Corbyn-Sultana party clarifies Scottish independence stance

THE Scottish wing of Jeremy Corbyn and Zarah Sultana’s new party has issued a clarification on its independence stance.

Jim Monaghan is a member of the steering group Collective Scotland which is tasked with setting up the as-yet-unnamed party north of the Border and previously told The National it would be open to “candidates and members” on both sides of the constitutional debate.

He has now clarified the Corbyn-Sultana project’s stance, saying: “We’re so far away now from having a position on that.”
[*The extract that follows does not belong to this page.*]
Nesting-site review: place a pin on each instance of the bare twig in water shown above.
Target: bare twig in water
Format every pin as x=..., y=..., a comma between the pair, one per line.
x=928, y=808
He added: “When that party launches, which I’m expecting to be later this month, will be the start of us getting serious in Scotland and finding out who the members are when they join and trying to get, we’re looking at the end of August before we get any real meeting of what will be the new party in Scotland and until then, we don’t really have a position other than we are happy to take part in the coalition, electoral alliance talks in Scotland on that basis, on the basis of supporting a referendum.”
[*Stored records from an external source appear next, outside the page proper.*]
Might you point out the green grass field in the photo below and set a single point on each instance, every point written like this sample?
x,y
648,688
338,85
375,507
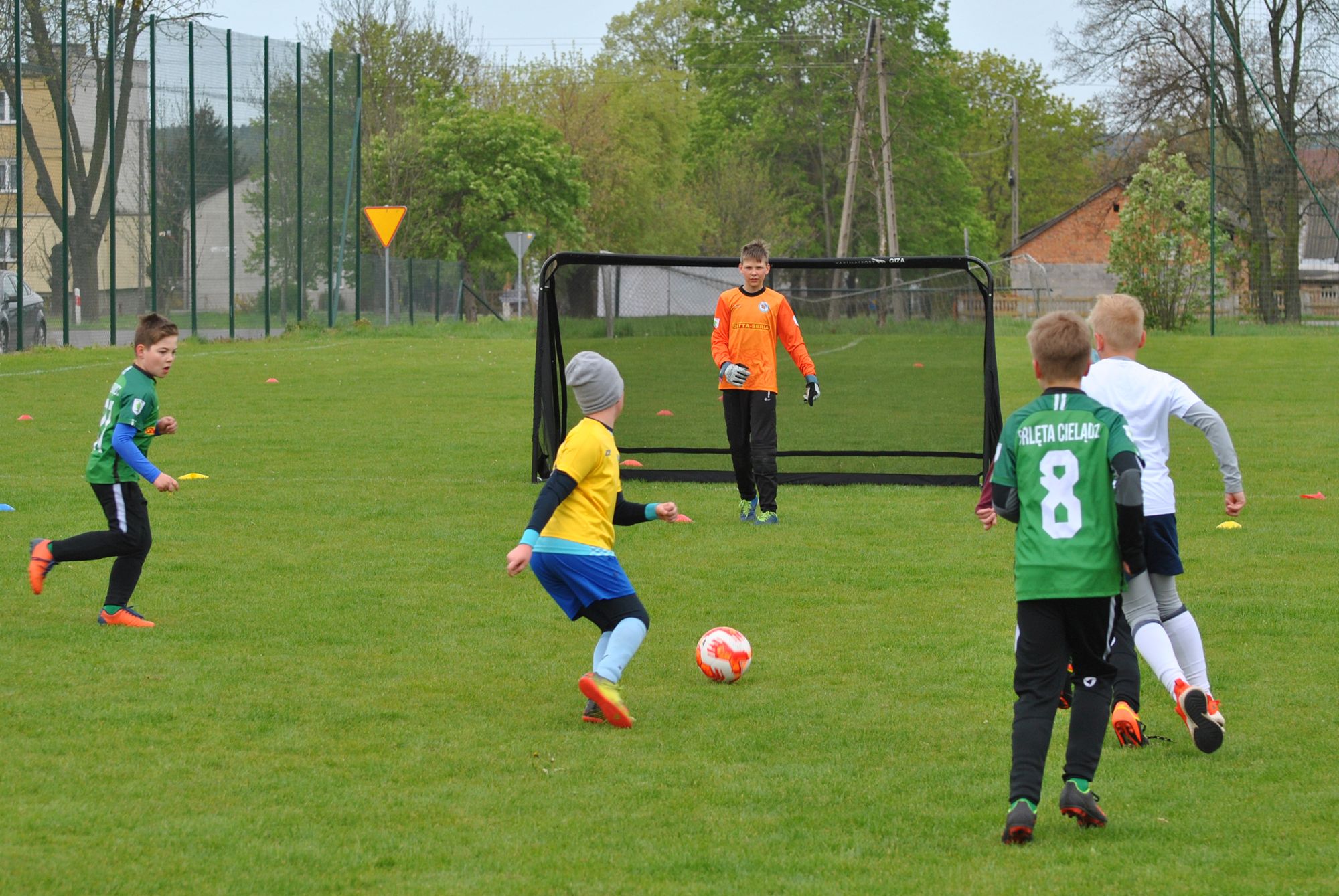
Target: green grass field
x,y
346,693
Monaghan (above) said that in his initial interview with The National, he had been setting out the constitutional stance of another organisation he is involved with, the Left Alternative.

This is a coalition of small, left-wing parties in Scotland including the Scottish Socialist Party (SSP), the Socialist Workers’ Party (SWP) and the Trade Union and Socialist Coalition (Tusc).

It will also be constituted as a party for the 2026 Holyrood elections, according to Monaghan.

He said: “It's not really [that] we’re starting two parties.”

There will be the Corbyn-Sultana project which will eventually become a party, he explained, and the Left Alternative coalition.

(Image: Stefan Rousseau/PA Wire)

The latter must be constituted as a political party and registered with the Electoral Commission to contest elections, Monaghan argued.

“The Left Alternative idea is several parties,” he said.

“The Collective as it’s known now, or whatever the new Corbyn party’s called, will be one of several parties who’ll be part of this electoral alliance but they will be a party in their own right as well. Going forward in the future, after the 2026 elections, as to what strategy is taken forward in Scotland after that we’re way, way, miles, we’re not even discussing that.”

He added: “It’s not as if we’re forming two parties; we’re forming a party and our party is going to join an electoral alliance that will have to, by law, register as a party for the election.”